House debates
Thursday, 26 November 2015
Adjournment
Forrest Electorate: Tourism
12:23 pm
Nola Marino (Forrest, Liberal Party) Share this | Link to this | Hansard source
This is the peak season for events in the south-west of Western Australia, and 2015 has been a great year for the best part of Australia. Last weekend, for instance, Margaret River hosted the annual spectacular Gourmet Escape. It is a festival of food and wine. It ran for two days over Saturday and Sunday, but the opening was on Thursday. Visitors were able to spend time at the central events, such as the Gourmet Village at Leeuwin Estate, or be part of 50 satellite and fringe events. It was extraordinary. The Margaret River Gourmet Escape brings food and wine experts from around the world and showcases the best of the south-west and Margaret River and shows exactly what they have to offer.
This year's guests included chefs Adriano Zumba, George Calombaris, Guillaume Brahimi, Rick and Jack Stein, Marco Pierre White, Mat Moran and Mark Best. These great talents joined chefs and critics from around the world to present the best food and dining this nation has to offer. There will be plenty of activity as well throughout the south-west, but before I get onto that I want to acknowledge and thank everyone who worked so hard on the wonderful Margaret River Gourmet Escape. It is an extraordinary event and I would encourage anyone who is in part of my world to consider attending whenever they can.
We have other events in the south-west this weekend. In Bunbury, the Dolphin Discovery Centre will be an absolute hub of activity this weekend when the Dolphin City Festival takes place. These are family fun days, and it will include a brews, blues and barbecue evening on Saturday. It sounds fantastic. Also there is the Donnybrook Food and Wine Fest on Saturday, so you can just imagine the amount of wonderful food and produce from the south-west that is available. Producers will showcase their wines and their foods in a very family-friendly environment on the banks of the Preston River in Donnybrook.
There is always something happening in the south-west and it is the tourism capital of the West. However, we do have more work to do.
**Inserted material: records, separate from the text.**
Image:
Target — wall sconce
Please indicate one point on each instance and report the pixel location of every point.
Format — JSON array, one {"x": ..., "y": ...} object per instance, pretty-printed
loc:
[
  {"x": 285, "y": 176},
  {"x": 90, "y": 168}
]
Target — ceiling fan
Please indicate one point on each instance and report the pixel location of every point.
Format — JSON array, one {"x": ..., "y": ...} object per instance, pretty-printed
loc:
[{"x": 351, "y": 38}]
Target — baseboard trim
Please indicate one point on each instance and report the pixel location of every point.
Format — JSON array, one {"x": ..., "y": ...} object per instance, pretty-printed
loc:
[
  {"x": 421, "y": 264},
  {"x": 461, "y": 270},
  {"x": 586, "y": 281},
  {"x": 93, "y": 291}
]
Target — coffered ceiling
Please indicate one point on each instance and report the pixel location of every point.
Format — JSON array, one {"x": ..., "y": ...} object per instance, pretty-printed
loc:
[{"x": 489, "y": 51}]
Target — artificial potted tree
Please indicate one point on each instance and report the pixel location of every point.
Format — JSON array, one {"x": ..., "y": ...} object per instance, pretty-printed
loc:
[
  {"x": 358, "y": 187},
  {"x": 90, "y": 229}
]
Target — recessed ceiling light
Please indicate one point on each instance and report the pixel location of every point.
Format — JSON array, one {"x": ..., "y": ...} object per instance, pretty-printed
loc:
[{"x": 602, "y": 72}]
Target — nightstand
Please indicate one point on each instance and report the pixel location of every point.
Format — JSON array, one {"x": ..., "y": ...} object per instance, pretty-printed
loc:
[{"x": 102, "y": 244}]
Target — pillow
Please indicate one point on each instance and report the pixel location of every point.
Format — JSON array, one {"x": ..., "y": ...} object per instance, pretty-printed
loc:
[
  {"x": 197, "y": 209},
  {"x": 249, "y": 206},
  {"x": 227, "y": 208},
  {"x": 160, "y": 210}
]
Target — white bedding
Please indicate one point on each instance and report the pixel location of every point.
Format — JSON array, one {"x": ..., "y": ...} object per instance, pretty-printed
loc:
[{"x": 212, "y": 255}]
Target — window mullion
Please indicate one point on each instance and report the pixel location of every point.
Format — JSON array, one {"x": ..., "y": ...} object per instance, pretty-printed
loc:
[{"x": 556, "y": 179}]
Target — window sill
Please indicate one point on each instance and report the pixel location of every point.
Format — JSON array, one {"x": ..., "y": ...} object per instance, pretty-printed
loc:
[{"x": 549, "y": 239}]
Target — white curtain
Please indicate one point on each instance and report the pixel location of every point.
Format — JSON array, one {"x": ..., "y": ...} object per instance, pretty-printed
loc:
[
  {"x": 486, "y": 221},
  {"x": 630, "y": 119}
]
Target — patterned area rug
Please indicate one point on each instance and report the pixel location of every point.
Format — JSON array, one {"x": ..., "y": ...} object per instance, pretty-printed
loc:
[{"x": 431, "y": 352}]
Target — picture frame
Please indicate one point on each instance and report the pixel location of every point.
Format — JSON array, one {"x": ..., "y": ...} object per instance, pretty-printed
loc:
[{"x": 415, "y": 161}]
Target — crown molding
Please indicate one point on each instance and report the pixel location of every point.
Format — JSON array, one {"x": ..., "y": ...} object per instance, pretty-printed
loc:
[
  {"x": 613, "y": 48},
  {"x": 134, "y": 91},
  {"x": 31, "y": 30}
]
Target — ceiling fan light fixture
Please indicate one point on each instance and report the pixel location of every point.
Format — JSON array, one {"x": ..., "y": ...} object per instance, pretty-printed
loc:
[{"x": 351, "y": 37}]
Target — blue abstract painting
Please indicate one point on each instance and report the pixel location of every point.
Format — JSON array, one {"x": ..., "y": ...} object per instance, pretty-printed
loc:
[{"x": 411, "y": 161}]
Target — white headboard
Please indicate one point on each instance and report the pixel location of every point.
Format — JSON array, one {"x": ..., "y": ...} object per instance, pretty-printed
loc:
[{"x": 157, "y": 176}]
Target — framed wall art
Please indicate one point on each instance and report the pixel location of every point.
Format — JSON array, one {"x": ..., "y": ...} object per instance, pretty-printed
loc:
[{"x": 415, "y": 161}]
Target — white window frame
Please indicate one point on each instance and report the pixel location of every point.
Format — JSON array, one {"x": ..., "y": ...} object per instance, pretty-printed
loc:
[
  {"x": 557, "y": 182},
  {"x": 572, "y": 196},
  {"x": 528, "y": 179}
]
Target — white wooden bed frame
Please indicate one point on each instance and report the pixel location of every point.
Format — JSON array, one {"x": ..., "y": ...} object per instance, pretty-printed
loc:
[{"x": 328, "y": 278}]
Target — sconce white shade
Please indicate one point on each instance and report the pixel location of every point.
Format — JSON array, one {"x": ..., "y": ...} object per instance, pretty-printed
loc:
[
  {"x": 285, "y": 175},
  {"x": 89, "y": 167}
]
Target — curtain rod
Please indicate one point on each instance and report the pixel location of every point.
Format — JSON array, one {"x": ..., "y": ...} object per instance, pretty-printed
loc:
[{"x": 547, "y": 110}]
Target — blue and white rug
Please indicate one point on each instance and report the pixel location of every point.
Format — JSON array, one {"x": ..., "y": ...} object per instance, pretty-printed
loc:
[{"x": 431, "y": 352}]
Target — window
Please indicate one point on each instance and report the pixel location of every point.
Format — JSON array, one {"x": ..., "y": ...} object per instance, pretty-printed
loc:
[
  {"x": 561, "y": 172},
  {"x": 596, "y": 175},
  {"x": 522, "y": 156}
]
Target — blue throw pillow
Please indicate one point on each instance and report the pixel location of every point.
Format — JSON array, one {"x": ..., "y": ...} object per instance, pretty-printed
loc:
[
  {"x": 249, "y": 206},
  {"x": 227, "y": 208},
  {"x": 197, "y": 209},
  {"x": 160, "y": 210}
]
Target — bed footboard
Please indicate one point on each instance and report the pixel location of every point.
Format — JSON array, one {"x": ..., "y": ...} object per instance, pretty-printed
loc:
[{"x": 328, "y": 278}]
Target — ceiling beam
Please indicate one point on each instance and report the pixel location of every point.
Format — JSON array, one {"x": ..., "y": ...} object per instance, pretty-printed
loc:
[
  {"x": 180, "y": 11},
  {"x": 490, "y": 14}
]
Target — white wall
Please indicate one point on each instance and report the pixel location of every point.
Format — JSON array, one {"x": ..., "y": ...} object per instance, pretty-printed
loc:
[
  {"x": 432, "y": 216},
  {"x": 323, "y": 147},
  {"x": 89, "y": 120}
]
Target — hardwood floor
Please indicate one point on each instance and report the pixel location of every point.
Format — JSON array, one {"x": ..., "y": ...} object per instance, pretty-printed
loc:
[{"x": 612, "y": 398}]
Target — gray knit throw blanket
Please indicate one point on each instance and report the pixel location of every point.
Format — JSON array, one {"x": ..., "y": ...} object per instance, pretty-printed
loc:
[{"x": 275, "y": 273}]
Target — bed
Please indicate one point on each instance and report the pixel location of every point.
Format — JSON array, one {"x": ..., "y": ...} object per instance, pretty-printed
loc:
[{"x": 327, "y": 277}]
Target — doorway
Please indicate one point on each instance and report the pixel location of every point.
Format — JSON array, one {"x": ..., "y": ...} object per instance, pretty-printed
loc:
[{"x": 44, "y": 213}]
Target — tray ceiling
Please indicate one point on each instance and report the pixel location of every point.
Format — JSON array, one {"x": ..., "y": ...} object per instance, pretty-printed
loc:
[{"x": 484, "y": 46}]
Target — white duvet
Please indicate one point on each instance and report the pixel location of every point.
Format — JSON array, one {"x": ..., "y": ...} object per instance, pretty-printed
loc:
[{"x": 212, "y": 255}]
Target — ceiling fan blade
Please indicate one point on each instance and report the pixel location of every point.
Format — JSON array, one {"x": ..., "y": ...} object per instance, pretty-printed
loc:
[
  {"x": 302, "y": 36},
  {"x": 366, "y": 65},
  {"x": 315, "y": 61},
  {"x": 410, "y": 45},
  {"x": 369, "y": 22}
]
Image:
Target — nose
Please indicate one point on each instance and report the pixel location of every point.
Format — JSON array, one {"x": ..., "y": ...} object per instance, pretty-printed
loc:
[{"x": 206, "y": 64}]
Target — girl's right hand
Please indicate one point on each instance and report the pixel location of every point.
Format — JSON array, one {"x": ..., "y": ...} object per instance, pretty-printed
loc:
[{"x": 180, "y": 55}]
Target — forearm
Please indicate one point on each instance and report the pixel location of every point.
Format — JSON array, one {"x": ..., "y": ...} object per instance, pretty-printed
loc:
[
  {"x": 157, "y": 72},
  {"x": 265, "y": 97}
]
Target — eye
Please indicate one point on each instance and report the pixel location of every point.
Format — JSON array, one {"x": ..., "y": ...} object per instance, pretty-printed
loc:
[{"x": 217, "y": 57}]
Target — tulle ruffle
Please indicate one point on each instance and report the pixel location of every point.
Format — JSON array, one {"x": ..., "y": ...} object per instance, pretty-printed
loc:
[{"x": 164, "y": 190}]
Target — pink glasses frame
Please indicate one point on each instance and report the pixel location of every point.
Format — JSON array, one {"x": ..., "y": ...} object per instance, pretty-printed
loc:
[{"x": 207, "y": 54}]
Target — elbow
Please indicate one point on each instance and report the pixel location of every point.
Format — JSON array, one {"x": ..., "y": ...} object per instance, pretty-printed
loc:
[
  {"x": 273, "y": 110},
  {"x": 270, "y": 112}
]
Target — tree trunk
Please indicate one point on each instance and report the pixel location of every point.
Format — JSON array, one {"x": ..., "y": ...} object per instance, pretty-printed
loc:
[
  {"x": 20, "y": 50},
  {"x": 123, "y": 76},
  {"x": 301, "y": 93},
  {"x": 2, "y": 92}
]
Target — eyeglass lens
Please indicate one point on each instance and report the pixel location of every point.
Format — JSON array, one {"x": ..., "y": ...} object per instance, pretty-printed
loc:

Yesterday the Australian Bureau of Statistics released its quarterly Survey of tourist accommodation. Australia's south-west had an average bed occupancy rate across all accommodation types of 32 per cent and an average room occupancy of 49 per cent from April to June 2015. In real terms this means that for those three months, of the 320,000 room nights available, only 157,000 room nights were occupied. In simpler terms, of the roughly 3½ thousand rooms available for rent in the south-west on average, only 1,700 had someone staying in them on any particular night. That is a lot of empty rooms and empty beds. That is why we have more to do.
The region has potential to expand, but we need to do this through numerous ways. One of the most important deciding factors that people use in choosing a holiday or tourist destination is ease of access. The south-west does not have its own interstate or international airport to allow visitors direct access, but we are working on this. To go to the region requires the travellers to fly to Perth and to arrange transport to get three hours south to see the greatest destinations than Western Australia has to offer. We are all working to fix this. A regional airport with the capacity to take interstate and ultimately overseas aeroplanes and tourists is essential to the economic stability of the region and for its long-term sustainability, and also to get the produce from the region out, as we know most of the freight goes in the bellies of passenger aircraft. That is exactly what I want to see happening in the south-west.
This simple fact of access has been recognised by the Western Australian state government, which has put significant funds into developing the Busselton Regional Airport. Of course, if those beds are to be filled in my part of the world in the south-west, we need to make it easy for people to access them, and that is part of the national and international efforts to upgrade the Busselton Regional Airport.
I want to go back to where I started: the Margaret River Gourmet Escape. I know there has been much coverage of it in Australia and overseas. When people come to our wonderful south-west—the Margaret River region—as in so many parts of this country, they are amazed at what they can see and at what they can do. We talk a lot about dining, and as a farmer, who is particularly proud of what we do, I can tell you that we produce some of the world's best food and produce in my part the world. If anyone gets the chance, come and try it. Come to the Margaret River Gourmet Escape and a range of other wonderful events.